The stunning silhouette of Aman New Delhi is located not far from the mausoleum of Nizam Ud Din, an Indian Sufi master. Although the neighborhood is as described in the Blue Guide as a “survivor of the medieval world marked with poetry and fervor”, the hotel is a perfect example of a contemporary and daring contrast, in line with all the other contradictions that one finds in the Indian capital. Owned by the Aman Resorts group, the hotel’s 31 rooms and 8 suites are on 9 levels with a magnificent view of Lodhi quarter and its monuments. The sophisticated, modern and elegant interiors are the work of Australian architect, Kerry Hill who created an intelligent blend of traditional Indian architecture and contemporary furniture. Sculpted walls from Rajasthan, windows and partitions pierced with jaalis or embroidery type stone decorations and dark wood furniture give the rooms a discreet luxury, conforming to the Aman group’s policy of hospitality.

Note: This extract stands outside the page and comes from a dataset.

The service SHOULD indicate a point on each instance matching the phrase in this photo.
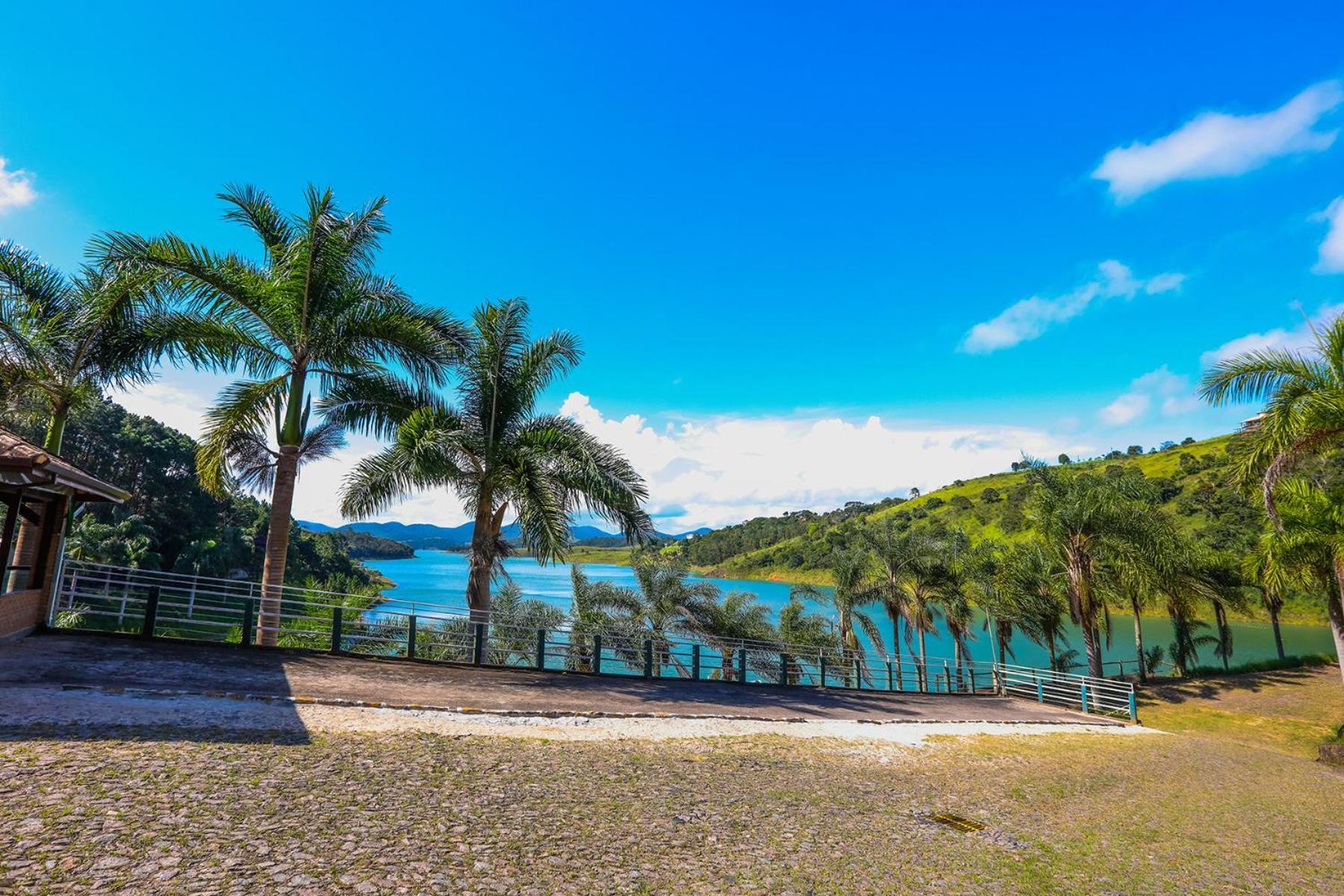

Amanresorts and The Lodhi have created a six-night itinerary to experience the vibrant culture of India, including two night stays at The Lodhi and Amanbagh and Aman-i-Khas, in Rajasthan. It includes daily breakfast for two and one activity per resort per stay. Visit India’s cosmopolitan capital New Delhi. Located in Lutyen’s Delhi, just minutes from Rashtrapati Bhavan, the peaceful Lodhi gardens, Humayun’s Tomb and many other iconic sites, The Lodhi provides a tranquil heart for one of the world’s most colorful and cosmopolitan capital cities. Offering essential respite on a six-acre property, this city-based retreat is an elegant haven of leisure facilities including The Lodhi Spa, Gym, Pilates studio, Tennis and Squash courts and a variety of restaurants. All Lodhi rooms and suites feature private plunge pools. The Lodhi, formerly the Aman New Delhi, is the ideal base from which to experience the city’s wealth of historical, cultural and contemporary attractions.
As a haven of serenity in the midst of the urban hustle and bustle of New Delhi, the Aman spirit, a word derived from the Sanskrit word for peace, prevails throughout the hotel. In addition, it’s hard to resist the traditional Indian treatments offered by the hotel’s spa.